Ron Boden

Personal information
- Full name: Ronald James Boden
- Born: 16 October 1936 Coonamble, New South Wales, Australia
- Died: 24 August 2015 (aged 78) Wyong, New South Wales, Australia

Playing information
- Position: Centre
Club
| Years | Team | Pld | T | G | FG | P |
| 1960–63 | Parramatta | 39 | 9 | 0 | 0 | 27 |
Representative
| Years | Team | Pld | T | G | FG | P |
| 1960 | Australia | 3 | 0 | 0 | 0 | 0 |
| 1960 | New South Wales | 3 | 0 | 0 | 0 | 0 |
| 1958–59 | Queensland | 4 | 2 | 0 | 0 | 6 |

Coaching information
Club
| Years | Team | Gms | W | D | L | W% |
| 1961 | Parramatta | 18 | 3 | 0 | 15 | 17 |
- Source: As of 26 February 2019

= Ron Boden =

Australia international rugby league footballer and coach

Ronald James Boden (16 October 1936 – 24 August 2015) was an Australian rugby league footballer who played in the 1950s and 1960s.
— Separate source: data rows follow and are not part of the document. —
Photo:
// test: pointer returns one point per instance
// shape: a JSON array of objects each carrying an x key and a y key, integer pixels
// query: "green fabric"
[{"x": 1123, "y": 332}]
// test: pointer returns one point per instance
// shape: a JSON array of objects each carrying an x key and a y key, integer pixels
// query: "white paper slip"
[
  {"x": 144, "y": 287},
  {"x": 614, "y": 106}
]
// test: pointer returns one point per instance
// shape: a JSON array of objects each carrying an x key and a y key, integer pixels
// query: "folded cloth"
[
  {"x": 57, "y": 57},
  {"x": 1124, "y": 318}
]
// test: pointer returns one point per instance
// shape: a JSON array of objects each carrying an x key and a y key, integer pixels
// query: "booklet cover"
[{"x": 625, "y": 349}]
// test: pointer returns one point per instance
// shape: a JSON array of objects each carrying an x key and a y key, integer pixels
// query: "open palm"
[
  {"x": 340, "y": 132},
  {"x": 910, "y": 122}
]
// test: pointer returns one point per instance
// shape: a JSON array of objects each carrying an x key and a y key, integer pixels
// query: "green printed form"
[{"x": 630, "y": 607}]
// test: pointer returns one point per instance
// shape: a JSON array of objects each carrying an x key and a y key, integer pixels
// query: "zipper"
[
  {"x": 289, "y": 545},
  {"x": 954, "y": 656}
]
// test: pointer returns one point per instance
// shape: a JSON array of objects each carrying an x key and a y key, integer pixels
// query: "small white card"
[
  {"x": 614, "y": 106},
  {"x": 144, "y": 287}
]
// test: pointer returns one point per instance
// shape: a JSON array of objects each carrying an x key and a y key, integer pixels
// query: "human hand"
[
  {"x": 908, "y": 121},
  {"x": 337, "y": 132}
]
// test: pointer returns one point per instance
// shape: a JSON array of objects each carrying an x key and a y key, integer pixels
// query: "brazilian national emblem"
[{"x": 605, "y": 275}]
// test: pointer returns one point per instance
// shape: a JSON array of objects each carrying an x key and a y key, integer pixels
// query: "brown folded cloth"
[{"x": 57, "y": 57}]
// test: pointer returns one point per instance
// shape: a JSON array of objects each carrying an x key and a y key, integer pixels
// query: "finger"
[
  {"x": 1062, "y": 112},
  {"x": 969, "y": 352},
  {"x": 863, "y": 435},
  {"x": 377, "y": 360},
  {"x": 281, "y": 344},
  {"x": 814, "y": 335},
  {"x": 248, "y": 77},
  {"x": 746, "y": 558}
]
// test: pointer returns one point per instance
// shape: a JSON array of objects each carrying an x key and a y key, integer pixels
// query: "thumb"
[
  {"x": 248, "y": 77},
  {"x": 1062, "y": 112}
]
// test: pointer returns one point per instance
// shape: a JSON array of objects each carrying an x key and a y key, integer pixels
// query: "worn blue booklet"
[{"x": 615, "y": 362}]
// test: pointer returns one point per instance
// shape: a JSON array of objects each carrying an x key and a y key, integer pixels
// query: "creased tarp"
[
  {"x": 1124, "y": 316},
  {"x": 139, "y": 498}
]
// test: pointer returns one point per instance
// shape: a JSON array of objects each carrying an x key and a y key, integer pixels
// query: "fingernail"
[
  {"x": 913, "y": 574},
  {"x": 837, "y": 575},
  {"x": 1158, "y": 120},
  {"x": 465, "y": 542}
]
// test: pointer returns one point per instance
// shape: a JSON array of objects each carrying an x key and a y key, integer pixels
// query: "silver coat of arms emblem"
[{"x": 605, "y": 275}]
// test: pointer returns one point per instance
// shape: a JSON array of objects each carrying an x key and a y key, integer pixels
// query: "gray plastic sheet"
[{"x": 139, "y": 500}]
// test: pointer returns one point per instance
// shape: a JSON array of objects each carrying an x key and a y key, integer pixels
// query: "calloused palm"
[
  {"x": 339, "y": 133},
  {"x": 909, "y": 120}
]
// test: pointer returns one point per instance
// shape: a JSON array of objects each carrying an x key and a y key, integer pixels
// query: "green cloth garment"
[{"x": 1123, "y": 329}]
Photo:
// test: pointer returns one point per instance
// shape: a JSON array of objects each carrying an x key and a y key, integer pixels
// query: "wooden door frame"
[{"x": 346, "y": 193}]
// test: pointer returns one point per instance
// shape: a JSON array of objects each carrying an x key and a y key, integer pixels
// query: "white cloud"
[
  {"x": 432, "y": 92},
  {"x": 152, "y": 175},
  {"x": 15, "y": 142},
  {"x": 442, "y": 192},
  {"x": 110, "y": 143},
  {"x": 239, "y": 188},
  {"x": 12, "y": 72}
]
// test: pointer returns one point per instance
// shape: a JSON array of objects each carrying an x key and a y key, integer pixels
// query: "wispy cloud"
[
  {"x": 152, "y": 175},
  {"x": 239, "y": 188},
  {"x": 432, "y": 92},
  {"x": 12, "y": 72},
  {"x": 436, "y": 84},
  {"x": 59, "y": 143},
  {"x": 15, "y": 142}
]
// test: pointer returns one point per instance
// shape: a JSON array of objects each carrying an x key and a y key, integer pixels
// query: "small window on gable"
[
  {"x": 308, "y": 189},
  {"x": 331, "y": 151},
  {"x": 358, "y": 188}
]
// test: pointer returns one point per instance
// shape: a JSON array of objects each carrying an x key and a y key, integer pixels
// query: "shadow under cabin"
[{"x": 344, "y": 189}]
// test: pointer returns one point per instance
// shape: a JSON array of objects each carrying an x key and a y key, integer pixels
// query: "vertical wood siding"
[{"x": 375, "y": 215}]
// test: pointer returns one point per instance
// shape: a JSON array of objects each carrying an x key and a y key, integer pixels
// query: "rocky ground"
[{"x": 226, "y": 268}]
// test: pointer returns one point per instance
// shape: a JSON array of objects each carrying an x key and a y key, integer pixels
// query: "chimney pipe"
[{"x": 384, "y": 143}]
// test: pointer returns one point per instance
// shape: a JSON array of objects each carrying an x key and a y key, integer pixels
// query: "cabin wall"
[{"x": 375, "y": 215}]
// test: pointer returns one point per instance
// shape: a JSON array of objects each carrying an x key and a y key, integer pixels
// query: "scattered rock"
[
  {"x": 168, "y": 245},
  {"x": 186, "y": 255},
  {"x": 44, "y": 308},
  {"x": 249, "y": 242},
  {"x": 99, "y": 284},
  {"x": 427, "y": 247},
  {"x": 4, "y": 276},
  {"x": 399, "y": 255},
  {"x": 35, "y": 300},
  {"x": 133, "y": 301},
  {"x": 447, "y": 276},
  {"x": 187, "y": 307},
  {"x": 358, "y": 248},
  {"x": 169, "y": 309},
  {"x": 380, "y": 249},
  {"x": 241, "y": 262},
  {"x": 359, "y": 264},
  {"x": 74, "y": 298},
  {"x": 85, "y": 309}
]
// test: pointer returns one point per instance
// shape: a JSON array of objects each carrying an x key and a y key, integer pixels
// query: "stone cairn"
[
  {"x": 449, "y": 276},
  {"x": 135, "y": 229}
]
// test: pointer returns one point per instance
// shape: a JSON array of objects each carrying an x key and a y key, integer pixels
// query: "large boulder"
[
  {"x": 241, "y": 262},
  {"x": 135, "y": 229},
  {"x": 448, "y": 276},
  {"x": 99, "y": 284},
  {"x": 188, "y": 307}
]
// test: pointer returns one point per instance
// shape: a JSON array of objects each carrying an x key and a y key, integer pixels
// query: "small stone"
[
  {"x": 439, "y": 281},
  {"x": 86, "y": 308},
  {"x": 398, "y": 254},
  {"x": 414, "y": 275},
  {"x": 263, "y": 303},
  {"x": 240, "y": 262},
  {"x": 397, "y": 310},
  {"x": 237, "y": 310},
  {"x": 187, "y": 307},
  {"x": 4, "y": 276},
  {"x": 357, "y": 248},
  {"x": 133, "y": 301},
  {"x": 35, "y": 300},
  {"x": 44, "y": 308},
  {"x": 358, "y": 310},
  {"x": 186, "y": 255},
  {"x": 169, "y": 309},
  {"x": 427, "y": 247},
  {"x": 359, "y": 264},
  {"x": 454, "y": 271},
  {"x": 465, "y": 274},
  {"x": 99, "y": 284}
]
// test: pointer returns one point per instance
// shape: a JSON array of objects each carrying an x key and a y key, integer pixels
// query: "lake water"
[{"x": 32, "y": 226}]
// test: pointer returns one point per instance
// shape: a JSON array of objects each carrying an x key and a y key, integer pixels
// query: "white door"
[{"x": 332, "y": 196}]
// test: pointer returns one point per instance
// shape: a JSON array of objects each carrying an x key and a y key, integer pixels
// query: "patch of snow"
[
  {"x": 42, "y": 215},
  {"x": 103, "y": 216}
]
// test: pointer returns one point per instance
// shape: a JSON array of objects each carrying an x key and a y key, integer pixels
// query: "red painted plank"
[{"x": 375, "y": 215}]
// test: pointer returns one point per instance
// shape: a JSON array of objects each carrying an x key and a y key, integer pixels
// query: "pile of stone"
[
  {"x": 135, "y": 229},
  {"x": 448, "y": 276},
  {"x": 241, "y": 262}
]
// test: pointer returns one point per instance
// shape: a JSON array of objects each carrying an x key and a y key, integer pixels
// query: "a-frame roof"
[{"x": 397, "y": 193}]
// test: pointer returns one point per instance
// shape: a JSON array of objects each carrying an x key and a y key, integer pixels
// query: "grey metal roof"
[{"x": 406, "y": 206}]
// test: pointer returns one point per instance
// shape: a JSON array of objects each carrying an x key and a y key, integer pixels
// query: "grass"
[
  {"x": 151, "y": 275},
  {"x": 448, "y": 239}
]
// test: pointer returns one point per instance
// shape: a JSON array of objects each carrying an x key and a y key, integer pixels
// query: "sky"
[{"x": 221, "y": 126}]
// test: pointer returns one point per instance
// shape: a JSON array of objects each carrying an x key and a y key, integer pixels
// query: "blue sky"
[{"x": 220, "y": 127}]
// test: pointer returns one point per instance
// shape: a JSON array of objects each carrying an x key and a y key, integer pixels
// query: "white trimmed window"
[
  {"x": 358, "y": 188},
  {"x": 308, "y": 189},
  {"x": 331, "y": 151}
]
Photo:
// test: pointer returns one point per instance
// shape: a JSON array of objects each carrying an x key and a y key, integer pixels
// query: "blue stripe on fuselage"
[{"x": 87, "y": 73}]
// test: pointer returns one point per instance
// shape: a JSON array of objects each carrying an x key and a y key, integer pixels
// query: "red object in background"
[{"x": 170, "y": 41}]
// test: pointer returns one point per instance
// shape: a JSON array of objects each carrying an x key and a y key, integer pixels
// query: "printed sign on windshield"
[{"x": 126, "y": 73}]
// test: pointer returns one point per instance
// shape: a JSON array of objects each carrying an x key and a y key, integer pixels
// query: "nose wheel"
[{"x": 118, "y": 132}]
He played for Parramatta as a centre and also played for Australia, New South Wales and Queensland.

==Early life==
Born on 16 October 1936 in Coonamble, New South Wales, Boden grew up there before moving to Toowoomba in Queensland and played in the local competition after being spotted by coach former North Sydney player Duncan Thompson.

==Playing career==
Boden was selected to play for Queensland in 1958 and 1959 while living there to compete against New South Wales in the interstate series.

===Parramatta===
In 1960, Boden moved to Sydney and joined Parramatta. In Boden's first season at the club, Parramatta finished last on the table and claimed the wooden spoon. Despite the club's position on the ladder, Boden was selected to play for Australia in 1960 and New South Wales. In 1961, Boden became captain-coach of the Parramatta side but they once again finished last on the table. Boden spent a further two seasons at Parramatta before retiring at the end of 1963. In retirement, Boden continued to be involved with the club for many years.

===Canowindra===
In late 1964 Boden signed a contract with the Group 11 Canowindra Rugby League Club to become playing coach for first and reserve grade sides. He remained with the club until the end of the 1967 season. Boden normally played for Canowindra in the as Five-eighth.

==Personal life==
He was married to Marie and the couple had four daughters and a son.

He died near Wyong on 24 August 2015, 53 days before his 79th birthday.